Блэк отворачивается и моментально пригибает голову. Пыльная спина – привычное зрелище в этот час в подобном месте. Косит через плечо.
- Не обольщайтесь, МакНейр, - цедит ненавистный, пресыщенный голос. Натренированное ухо Блэка и раньше вылавливало его из любого шума, так что ошибки быть не может.
- Аналогично, - басит спутник. – Вам вообще не на что надеяться.
- Да неужели? А мне думается, у вас не поднимется рука… после всего случившегося…
- Легко, Северус, легко!.. Рраз – и пополам…
- Вы блефуете.
Две черные фигуры останавливаются в шести шагах от Блэка. Одна коренастая, блестит дорожкой петель и брегетом. Другая тощая, в сюртуке - мантия висит на локте - натягивает белую перчатку. У Блэка схватывает живот. Что они там делали за поворотом стойки?.. Столько времени? Пока он тут сражался с трусами, испугавшимися меченых недоносков!.. А они, сочувствующие "этим" – легки на помине!.. Ступить некуда…
- Ну до свиданья, друг мой. Дела!..
- Не прощаюсь. – Мерзкие, двусмысленные интонации способны вывести из себя кого угодно.
МакНейр, помедлив, решает пожать спутнику руку. Блэк не верит своим глазам – он пьян, и отчаянно косит – и это спасительная лазейка. Потому что МакНейр – чертов ублюдок-тупица, работающий при Министерстве палачом, отличная карьера для зазнаек со Слизерина – берет руку спутника, ту, что без перчатки, и медленно подносит к подбородку. Рука лежит поверх черной перчатки непристойно, женственно, естественно… Тошнотворно! В последний миг морок рассеивается, спутник дергает плечом, и странное рукопожатие завершается на уровне галстучных булавок. Вымученно, неудобно…
Блэк чувствует, что трезвеет.
- Паркинсон-Холл! – кивает МакНейр и с хлопком проваливается в тартарары.
Его спутник спокойно надевает вторую перчатку. Идет к камину. Запускает руку в карман. Блэк в низкой стойке мчится следом.

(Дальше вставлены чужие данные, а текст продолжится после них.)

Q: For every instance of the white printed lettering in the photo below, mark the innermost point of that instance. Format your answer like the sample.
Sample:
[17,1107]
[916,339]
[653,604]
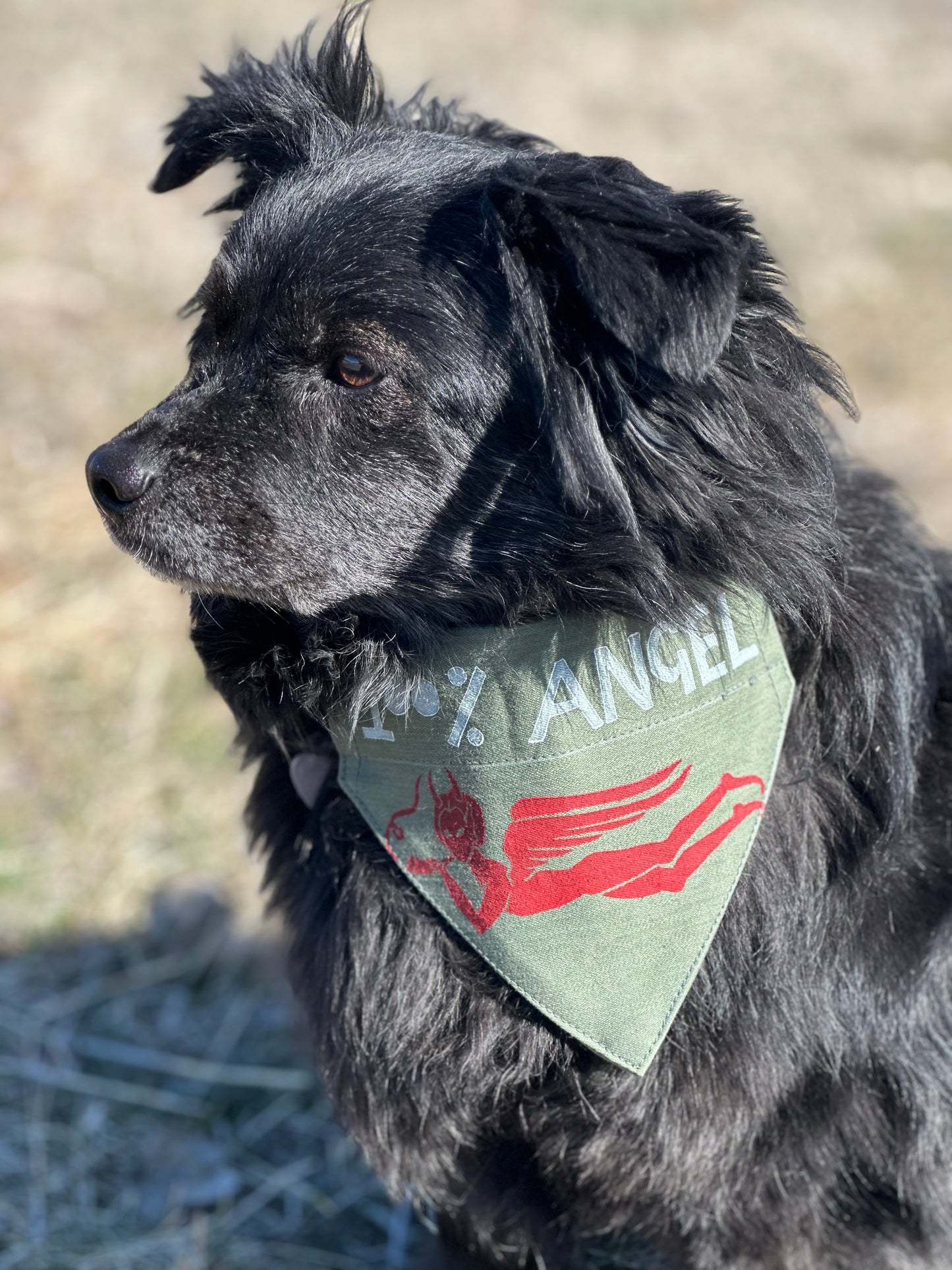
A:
[701,645]
[738,656]
[551,709]
[663,671]
[378,732]
[608,668]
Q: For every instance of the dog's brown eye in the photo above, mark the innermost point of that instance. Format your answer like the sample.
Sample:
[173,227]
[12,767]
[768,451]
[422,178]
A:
[353,371]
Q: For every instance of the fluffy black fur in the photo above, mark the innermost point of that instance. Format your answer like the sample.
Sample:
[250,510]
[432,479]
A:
[590,394]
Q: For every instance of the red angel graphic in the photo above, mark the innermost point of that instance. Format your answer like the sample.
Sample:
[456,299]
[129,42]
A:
[542,830]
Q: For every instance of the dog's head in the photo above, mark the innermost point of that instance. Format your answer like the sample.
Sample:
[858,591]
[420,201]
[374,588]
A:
[434,357]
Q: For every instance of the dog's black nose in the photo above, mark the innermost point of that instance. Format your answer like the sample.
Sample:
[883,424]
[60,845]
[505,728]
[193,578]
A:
[117,478]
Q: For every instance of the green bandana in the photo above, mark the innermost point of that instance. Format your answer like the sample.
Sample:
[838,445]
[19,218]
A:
[578,799]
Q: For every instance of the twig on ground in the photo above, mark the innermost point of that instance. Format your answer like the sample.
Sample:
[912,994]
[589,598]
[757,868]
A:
[282,1078]
[101,1087]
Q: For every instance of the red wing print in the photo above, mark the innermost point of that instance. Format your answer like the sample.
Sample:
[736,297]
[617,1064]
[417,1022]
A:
[542,830]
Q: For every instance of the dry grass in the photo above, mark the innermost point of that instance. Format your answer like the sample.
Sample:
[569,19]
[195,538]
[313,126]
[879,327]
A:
[833,121]
[157,1113]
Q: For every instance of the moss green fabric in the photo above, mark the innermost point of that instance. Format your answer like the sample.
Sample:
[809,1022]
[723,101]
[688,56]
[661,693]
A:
[578,798]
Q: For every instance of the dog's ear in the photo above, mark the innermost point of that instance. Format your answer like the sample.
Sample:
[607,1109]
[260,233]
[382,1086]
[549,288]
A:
[657,271]
[267,116]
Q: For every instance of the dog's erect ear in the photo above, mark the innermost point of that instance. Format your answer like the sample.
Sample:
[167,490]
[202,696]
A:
[267,116]
[645,263]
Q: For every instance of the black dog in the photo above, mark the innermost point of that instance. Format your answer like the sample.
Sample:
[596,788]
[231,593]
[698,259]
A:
[445,375]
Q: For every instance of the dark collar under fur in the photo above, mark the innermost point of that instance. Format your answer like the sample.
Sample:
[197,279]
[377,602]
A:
[592,394]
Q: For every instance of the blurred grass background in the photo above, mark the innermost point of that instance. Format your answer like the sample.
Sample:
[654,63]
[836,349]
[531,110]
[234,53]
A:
[831,119]
[156,1109]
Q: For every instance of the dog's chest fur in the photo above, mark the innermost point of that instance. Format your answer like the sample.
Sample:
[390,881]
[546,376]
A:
[797,1107]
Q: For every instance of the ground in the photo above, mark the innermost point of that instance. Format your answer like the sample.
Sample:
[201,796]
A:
[831,120]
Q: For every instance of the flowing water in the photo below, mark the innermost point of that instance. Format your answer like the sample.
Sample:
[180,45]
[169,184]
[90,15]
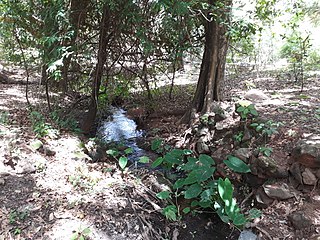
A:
[120,129]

И потому отчетливо слышит:
- «Кабанья голова», Хогсмид!
3.
…Наплывают запахи грозы, сырой земли и дыма, разжигают охотничий инстинкт. И сотня других, ночных, терпких, знакомых по шальным прогулам. Блэк стоит перед «Кабаньей головой». Светятся запотевшие стекла на двери – словно внутри волшебная приманка. Но там обычная гостиница, дешевая ночлежка.
Что в ней может делать его старый враг?..
- Привет! – подходит Блэк к стойке с замызганным барменом. – Тэдди, ты?..
- Поздно что-то! – отрывается от кроссворда бармен. Волшебные буквы прыгают над клеткой-крестовиной, вспыхивают вопросительные знаки. – Налить что ли?..
- Ага. Слушай, тут парень передо мной забежал…
- Пиво что ли? - гремит табуретом бармен, почесывая бок.
- Э-э… нет, лучше виски.
- Нету виски, изъяли на проверку. Есть ром.
- Значит ром… А что проверяют?
- Охренели министерцы, делать нечего! Газеты не читаешь, что ли? – высокий стакан едет к Блэку, подпрыгивает и зависает в дюйме от лица. – Тайная акция сами-знаете-кого, весь виски заклят темной магией… спаивают нацию… Это ж надо!..
- Слушай, а идея-то хорошая!.. – расплывается Блэк. – Представляю, какая там в отделах попойка.
- Чтоб им не переикалось! – плюхается на место Тэд - Чтоб на святое впредь…
- Слушай, я говорю, парень передо мной забежал… через камин.
- Не было парней до тебя, - ухмыляется Тэд. И морда у него делается паскудная.
- Если отлить выходил – так и скажи, - мирно щурится Блэк. Приступ трезвости миновал, и то ли ром оказался лучше заклятого виски (может правда?..), то ли Хогсмид – это все же Хогсмид. – Мне этот тип до зарезу нужен.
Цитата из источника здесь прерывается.